C’est vrai : j’ai remis le pied sur le continent l’humeur chagrine, l’humeur mauvaise. Conscient qu’une autre vie est possible loin, bien loin des tréteaux de la société du spectacle. Loin du tintamarre que le Grand Orchestre de la Médiatouillerie, tambours, cymbales et grosses caisses amplifie via tous les réseaux mis à sa disposition. D’où l’incapacité dans laquelle je me trouve de faire preuve discernement.

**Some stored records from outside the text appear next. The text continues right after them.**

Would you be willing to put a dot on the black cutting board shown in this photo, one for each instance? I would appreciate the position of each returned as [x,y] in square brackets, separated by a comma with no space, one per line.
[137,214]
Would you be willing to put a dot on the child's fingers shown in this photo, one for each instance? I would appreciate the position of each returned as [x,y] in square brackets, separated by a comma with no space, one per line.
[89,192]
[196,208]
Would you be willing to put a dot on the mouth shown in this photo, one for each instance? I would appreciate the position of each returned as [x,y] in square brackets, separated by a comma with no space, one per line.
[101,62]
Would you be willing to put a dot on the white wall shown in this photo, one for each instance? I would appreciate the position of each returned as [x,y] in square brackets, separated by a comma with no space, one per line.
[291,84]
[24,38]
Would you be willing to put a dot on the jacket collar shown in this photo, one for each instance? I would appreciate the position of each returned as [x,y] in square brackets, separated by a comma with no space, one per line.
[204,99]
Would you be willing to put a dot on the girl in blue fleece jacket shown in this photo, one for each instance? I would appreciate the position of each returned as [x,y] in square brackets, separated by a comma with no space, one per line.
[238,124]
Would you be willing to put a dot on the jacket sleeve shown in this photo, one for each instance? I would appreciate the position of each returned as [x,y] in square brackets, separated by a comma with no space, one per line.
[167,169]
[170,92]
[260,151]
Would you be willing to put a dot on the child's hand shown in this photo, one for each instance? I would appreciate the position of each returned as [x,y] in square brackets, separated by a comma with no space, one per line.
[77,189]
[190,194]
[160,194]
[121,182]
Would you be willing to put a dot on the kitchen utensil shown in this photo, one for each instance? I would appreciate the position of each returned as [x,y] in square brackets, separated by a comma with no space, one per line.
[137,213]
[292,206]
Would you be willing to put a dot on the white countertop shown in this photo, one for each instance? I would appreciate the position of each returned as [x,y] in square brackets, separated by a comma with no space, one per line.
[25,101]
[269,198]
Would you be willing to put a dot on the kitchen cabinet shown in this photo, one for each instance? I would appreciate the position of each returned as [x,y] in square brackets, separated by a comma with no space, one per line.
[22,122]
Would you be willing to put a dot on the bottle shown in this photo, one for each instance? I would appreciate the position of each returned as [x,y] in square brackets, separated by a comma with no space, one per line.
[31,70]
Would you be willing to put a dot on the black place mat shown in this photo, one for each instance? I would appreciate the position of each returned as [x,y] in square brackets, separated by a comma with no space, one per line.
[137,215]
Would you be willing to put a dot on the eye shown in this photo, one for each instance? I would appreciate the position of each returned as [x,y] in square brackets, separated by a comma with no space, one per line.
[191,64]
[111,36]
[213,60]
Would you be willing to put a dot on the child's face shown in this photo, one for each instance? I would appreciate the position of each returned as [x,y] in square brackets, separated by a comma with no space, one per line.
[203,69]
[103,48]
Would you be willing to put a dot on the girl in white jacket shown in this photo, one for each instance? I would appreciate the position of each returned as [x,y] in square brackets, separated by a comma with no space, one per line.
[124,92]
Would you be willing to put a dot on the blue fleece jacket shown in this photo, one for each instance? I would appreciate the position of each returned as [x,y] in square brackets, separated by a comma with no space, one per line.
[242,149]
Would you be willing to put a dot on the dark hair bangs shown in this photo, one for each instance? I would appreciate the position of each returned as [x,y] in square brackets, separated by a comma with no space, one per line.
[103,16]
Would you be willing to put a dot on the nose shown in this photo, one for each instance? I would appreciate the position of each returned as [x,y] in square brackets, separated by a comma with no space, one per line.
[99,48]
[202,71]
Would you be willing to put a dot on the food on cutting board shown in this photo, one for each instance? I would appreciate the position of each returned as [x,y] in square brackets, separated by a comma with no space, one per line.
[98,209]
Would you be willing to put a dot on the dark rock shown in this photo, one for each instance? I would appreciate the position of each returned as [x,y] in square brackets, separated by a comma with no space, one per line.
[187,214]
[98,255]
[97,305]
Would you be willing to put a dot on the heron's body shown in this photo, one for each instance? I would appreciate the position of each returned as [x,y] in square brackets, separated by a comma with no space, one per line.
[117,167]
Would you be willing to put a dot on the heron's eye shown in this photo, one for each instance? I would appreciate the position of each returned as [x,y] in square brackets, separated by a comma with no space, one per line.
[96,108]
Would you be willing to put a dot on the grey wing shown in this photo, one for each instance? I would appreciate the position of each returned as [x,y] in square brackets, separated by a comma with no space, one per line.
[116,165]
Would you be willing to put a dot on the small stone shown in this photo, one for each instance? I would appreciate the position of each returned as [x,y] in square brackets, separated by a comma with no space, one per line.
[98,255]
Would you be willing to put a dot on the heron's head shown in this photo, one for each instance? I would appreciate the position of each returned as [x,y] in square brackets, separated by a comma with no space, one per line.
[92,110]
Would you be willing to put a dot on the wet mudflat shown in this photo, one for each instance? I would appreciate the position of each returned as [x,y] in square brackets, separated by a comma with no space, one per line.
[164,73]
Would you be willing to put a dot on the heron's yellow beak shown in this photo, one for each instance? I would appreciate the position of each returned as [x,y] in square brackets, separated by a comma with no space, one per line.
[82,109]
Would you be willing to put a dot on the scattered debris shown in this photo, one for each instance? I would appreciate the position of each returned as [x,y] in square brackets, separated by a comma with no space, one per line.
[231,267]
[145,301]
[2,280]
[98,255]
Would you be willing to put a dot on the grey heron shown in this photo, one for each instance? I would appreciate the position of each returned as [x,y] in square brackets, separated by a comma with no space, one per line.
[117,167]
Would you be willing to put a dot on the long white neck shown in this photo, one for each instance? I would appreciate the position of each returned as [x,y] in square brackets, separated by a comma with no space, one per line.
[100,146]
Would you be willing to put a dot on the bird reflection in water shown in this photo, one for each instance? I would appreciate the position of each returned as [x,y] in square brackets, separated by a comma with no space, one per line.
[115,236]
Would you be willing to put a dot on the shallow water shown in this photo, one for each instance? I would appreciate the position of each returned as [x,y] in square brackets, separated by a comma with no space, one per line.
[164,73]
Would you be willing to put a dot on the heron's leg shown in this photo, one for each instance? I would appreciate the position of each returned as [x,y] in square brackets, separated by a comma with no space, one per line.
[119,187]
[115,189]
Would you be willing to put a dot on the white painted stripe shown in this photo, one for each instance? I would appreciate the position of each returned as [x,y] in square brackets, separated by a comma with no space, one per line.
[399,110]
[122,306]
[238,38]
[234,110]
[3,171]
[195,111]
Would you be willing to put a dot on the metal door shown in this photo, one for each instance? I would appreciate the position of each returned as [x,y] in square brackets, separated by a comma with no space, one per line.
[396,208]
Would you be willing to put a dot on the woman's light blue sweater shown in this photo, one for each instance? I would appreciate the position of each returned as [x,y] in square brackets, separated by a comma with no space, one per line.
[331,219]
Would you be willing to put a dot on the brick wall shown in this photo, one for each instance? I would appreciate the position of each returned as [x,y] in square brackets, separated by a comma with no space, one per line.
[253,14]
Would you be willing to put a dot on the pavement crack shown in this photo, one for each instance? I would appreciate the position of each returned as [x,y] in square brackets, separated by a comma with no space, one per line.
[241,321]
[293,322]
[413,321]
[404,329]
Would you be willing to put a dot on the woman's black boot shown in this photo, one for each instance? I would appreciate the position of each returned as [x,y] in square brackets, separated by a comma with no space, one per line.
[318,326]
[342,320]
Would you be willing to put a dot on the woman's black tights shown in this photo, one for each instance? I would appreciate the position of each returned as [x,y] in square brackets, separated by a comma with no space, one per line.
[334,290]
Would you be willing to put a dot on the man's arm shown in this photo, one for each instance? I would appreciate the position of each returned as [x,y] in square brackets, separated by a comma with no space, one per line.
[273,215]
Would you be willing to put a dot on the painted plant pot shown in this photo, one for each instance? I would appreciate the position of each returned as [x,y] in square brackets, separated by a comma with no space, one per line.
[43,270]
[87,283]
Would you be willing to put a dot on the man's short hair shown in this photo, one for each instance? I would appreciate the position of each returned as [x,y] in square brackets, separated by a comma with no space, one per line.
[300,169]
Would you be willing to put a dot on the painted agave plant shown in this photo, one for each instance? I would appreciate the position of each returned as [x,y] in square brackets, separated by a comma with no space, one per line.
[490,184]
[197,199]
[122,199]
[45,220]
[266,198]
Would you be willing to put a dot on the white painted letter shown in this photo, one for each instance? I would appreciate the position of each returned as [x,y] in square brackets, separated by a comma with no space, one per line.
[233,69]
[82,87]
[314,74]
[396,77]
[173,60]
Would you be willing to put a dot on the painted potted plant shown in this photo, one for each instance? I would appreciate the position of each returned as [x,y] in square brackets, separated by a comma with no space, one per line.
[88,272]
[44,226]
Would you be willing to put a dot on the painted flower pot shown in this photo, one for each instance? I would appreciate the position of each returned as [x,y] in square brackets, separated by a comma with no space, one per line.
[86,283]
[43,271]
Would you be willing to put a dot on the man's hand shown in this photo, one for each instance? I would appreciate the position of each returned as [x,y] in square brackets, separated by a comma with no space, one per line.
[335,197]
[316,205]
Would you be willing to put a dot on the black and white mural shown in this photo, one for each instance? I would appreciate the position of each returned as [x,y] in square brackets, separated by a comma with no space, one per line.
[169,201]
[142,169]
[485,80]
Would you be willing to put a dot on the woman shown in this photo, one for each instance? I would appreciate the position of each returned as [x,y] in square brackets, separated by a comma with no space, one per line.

C’est ainsi que je faillis me laisser mener en Batho. En compagnie de Delphine. Dont quelques-uns me laissèrent accroire que la dite Delphine fut la victime d’un règlement de compte à relents machistes. Alors même que Delphine n’a rien fait d’autre que tenter de sauvegarder sa brillantissime carrière politique. Tandis que le pédalo de notre malheureux Monarque prend l’eau de toute part et qu’il est désormais envisageable de croire à l’imminence de son naufrage. Delphine qui, de toute évidence, n’avait pas le pied marin a préféré se jeter à l’eau et regagner la côte à la nage. Ce qui dénote, je le concède, une personnalité au caractère bien trempé…. Delphine ne fut que très anecdotiquement écologiste. Quasiment muette sur les grands dossiers : le nucléaire, les gaz de schistes, entre autres. La voici désormais, nouvelle Madone prête à se sacrifier pour la belle cause du socialisme. Désentravée de ses tutelles ? Laissez-moi rire !

Et l’Egypte ? Depuis plus de deux ans, la Médiatouillerie hymnouille sur les Révolutions de ceci, les Printemps de cela, la Démocratie à marche forcée avec les conseils éclairés des occidentaux (et des franchouillards en tout premier lieu). La Médiatouillerie symphonise sur un mode wagnérien (lequel Richard symphonisa de manière fort détestable). Et puis, patatras. A Tunis. Au Caire. Voici donc qu’en Egypte, les militaires chassés voilà à peine plus d’un an par la grande porte du palais présidentiel se réintroduisent par le vasistas des WC entrouvert par quelques-uns de ceux qui manifestèrent contre la dictature islamiste (je simplifie à l’extrême, c’est vrai). Sûr et certa   in : je ne puis croire en la bonne foi de la soldatesque égyptienne. Le Peuple égyptien lui rend ce qu’elle avait dû céder lors de la précédente « Révolution » : le Pouvoir. Ce Pouvoir dont elle usa et abusa, dont elle entend de nouveau user et abuser. En laissant un peu de temps au temps, afin que s’apaisent les esprits et que s’estompent les illusions.

J’ai remis le pied sur le continent, l’humeur chagrine, l’humeur mauvaise.